NYU Winthrop Hospital Notifies Patients of Potential Breach of Information
Earlier this year, NYU Winthrop Hospital, as part of NYU Langone Hospitals, announced that between the months of February to May 2020, an incident occurred involving one of its vendors, Blackbaud, resulting in a potential breach of information relating to the hospital’s database of potential donors and supporters of fundraising. Following a detailed investigation, it was later determined (on September 22, 2020) that that the database also contained NYU Winthrop patient information, potentially including patient names, addresses, dates of birth, dates of service at NYU Winthrop, and provider name and provider department. The hospital is currently mailing out letters to notify those potentially impacted patients. Of note, patient financial information and Social Security numbers were not included and therefore are not at risk.
In addition to NYU Winthrop mailing out letters to individuals whose information was contained in the database, NYU Winthrop has also established a dedicated call center to answer any questions its patients may have, which can be reached toll free at 833-791-1657, Monday through Friday, 9:00AM to 9:00PM Eastern Standard Time. If a patient receives communication or fundraising solicitation from NYU Winthrop and would like to confirm its validity, the patient should reach out to NYU Winthrop for verification.

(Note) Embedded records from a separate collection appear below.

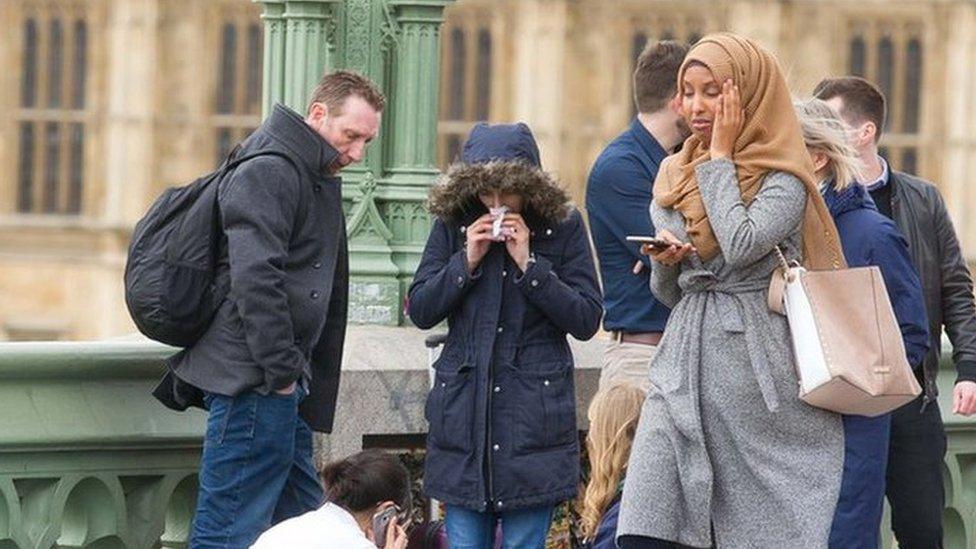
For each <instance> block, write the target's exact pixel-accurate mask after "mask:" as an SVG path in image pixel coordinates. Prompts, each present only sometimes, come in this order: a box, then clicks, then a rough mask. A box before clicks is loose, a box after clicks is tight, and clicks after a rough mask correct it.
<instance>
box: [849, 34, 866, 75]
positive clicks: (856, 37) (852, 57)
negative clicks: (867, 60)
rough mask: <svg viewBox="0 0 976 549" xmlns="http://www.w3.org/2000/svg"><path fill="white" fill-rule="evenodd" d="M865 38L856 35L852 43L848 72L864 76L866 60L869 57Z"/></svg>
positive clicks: (851, 43)
mask: <svg viewBox="0 0 976 549" xmlns="http://www.w3.org/2000/svg"><path fill="white" fill-rule="evenodd" d="M866 50H867V48H866V46H865V44H864V38H861V37H860V36H855V37H854V38H852V39H851V44H850V61H849V62H848V72H850V73H851V74H853V75H856V76H864V74H865V72H866V71H865V60H866V58H867V53H866Z"/></svg>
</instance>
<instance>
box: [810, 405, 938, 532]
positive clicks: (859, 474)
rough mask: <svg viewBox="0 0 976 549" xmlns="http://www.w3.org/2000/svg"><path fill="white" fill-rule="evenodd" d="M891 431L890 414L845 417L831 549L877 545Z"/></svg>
mask: <svg viewBox="0 0 976 549" xmlns="http://www.w3.org/2000/svg"><path fill="white" fill-rule="evenodd" d="M890 432H891V414H884V415H881V416H878V417H865V416H844V474H843V476H842V477H841V485H840V495H839V497H838V499H837V508H836V509H835V511H834V521H833V524H832V525H831V527H830V540H829V547H830V548H831V549H877V548H878V547H879V546H880V545H879V543H880V539H879V536H878V534H879V530H880V528H881V512H882V509H883V508H884V493H885V471H886V469H887V467H888V440H889V436H890ZM940 471H941V470H940Z"/></svg>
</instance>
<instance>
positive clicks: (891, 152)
mask: <svg viewBox="0 0 976 549" xmlns="http://www.w3.org/2000/svg"><path fill="white" fill-rule="evenodd" d="M850 29H851V32H850V33H849V35H848V36H849V39H848V44H847V71H848V72H849V73H850V74H854V75H857V76H863V77H864V78H867V79H868V80H870V81H872V82H874V83H875V84H877V85H878V87H880V88H881V91H882V92H884V94H885V99H886V100H887V106H888V118H887V120H886V121H885V128H884V134H883V136H882V140H881V148H880V151H881V155H882V156H884V157H885V158H886V159H887V160H888V162H889V163H890V164H891V166H892V168H894V169H897V170H901V171H905V172H908V173H913V174H914V173H918V172H919V170H920V165H921V164H920V161H921V158H920V152H921V151H920V149H921V145H922V127H921V109H922V89H923V86H922V77H923V69H924V62H923V59H924V48H925V44H924V40H923V38H922V37H923V32H922V31H923V29H922V24H921V22H917V21H903V22H892V21H862V20H857V21H852V22H851V24H850Z"/></svg>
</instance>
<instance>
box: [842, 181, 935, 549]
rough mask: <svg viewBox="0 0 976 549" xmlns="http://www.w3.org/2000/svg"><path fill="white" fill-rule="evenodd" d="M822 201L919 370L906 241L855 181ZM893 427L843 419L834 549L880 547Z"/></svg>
mask: <svg viewBox="0 0 976 549" xmlns="http://www.w3.org/2000/svg"><path fill="white" fill-rule="evenodd" d="M824 201H825V202H826V203H827V208H828V209H829V210H830V214H831V216H833V218H834V222H835V223H836V224H837V232H838V234H839V235H840V239H841V244H842V245H843V247H844V258H845V259H846V260H847V264H848V266H850V267H863V266H869V265H873V266H877V267H878V268H879V269H880V270H881V275H882V277H883V278H884V282H885V288H886V289H887V291H888V299H889V300H890V301H891V307H892V309H893V310H894V313H895V319H896V320H897V321H898V326H899V328H900V329H901V334H902V341H903V342H904V344H905V356H906V358H907V359H908V362H909V364H911V365H912V366H913V367H914V368H916V369H921V367H922V361H923V360H924V358H925V354H926V352H928V350H929V330H928V320H927V318H926V315H925V299H924V298H923V295H922V284H921V282H920V281H919V279H918V273H917V272H916V270H915V265H914V264H912V258H911V256H910V255H909V252H908V242H906V241H905V237H904V236H902V234H901V231H899V230H898V228H897V227H896V226H895V224H894V222H893V221H891V220H890V219H888V218H886V217H884V216H883V215H881V214H879V213H878V210H877V208H876V207H875V205H874V202H873V201H872V200H871V198H870V197H869V196H868V193H867V191H866V190H865V189H864V187H862V186H861V185H858V184H857V183H854V184H852V185H850V186H848V187H846V188H844V189H842V190H838V189H837V188H836V187H834V184H833V183H829V184H828V185H827V186H826V189H825V190H824ZM890 426H891V414H883V415H881V416H878V417H864V416H844V449H845V455H844V475H843V478H842V483H841V491H840V497H839V500H838V502H837V511H836V513H835V515H834V522H833V525H832V527H831V531H830V545H829V546H830V547H831V548H835V549H876V548H877V547H878V546H879V543H878V542H879V540H878V525H879V524H881V512H882V506H883V503H884V488H885V476H886V473H885V470H886V467H885V465H886V463H887V461H888V448H889V445H890Z"/></svg>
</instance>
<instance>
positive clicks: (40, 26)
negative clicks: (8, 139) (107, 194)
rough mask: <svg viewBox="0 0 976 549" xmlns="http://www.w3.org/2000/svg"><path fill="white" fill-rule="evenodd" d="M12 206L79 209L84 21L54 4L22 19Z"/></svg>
mask: <svg viewBox="0 0 976 549" xmlns="http://www.w3.org/2000/svg"><path fill="white" fill-rule="evenodd" d="M22 29H23V42H22V44H23V46H22V47H23V49H22V50H21V52H20V58H21V61H22V68H21V71H20V78H21V81H20V86H19V87H20V90H21V94H20V95H21V97H20V109H19V110H17V111H16V114H15V120H16V123H17V124H18V128H19V131H18V132H17V133H16V136H17V144H16V146H17V149H16V150H17V151H18V152H17V163H16V170H17V176H16V181H17V186H16V189H17V190H16V192H17V198H16V209H17V212H19V213H25V214H58V215H65V214H67V215H77V214H80V213H81V212H82V209H83V202H84V181H85V169H86V167H85V133H86V129H87V113H86V108H87V104H86V103H87V101H86V99H87V90H86V88H87V85H88V71H89V69H90V67H89V62H88V60H89V51H88V48H89V43H88V42H89V40H88V38H89V37H88V23H87V21H86V19H85V16H84V14H81V15H78V16H76V17H75V16H72V17H70V18H69V16H68V14H66V13H63V12H61V11H55V10H54V9H53V8H52V9H50V10H45V9H43V8H39V9H37V10H33V11H32V12H31V14H30V15H29V16H26V17H25V18H24V20H23V27H22Z"/></svg>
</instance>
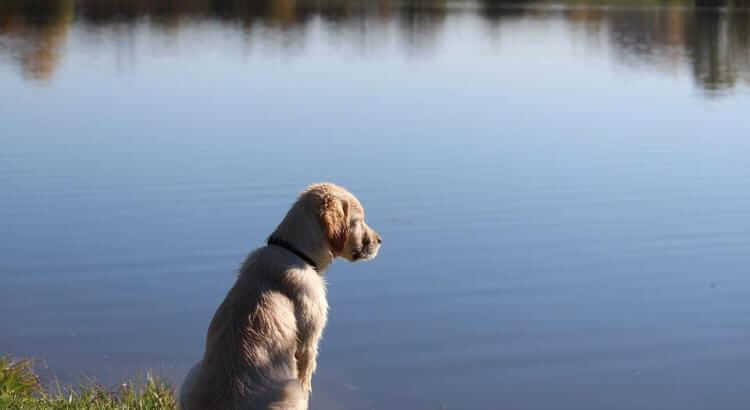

About Blackbaud and Incident
Blackbaud is a vendor that provides NYU Winthrop Hospital and other not-for-profit organizations with cloud-based and data solution services related to potential donors and individuals who support its fundraising. Earlier this year, Blackbaud informed NYU Winthrop that it had discovered that an unauthorized individual had gained access to Blackbaud’s systems between February 7, 2020 and May 20, 2020. Blackbaud advised that the unauthorized individual may have acquired a backup of the database that managed NYU Winthrop’s donor information and that Blackbaud paid to have the unauthorized individual return the data and agree to no dissemination. NYU Winthrop took steps to understand the extent of the incident, the data involved, and conducted an exhaustive investigation. Importantly, this incident did not involve any Social Security numbers or financial information and did not involve any direct access to NYU Winthrop’s systems.
NYU Winthrop has taken several steps to help prevent something like this from happening again, including shutting down Blackbaud’s access to information and prioritizing the migration of information from Blackbaud to on-premise storage.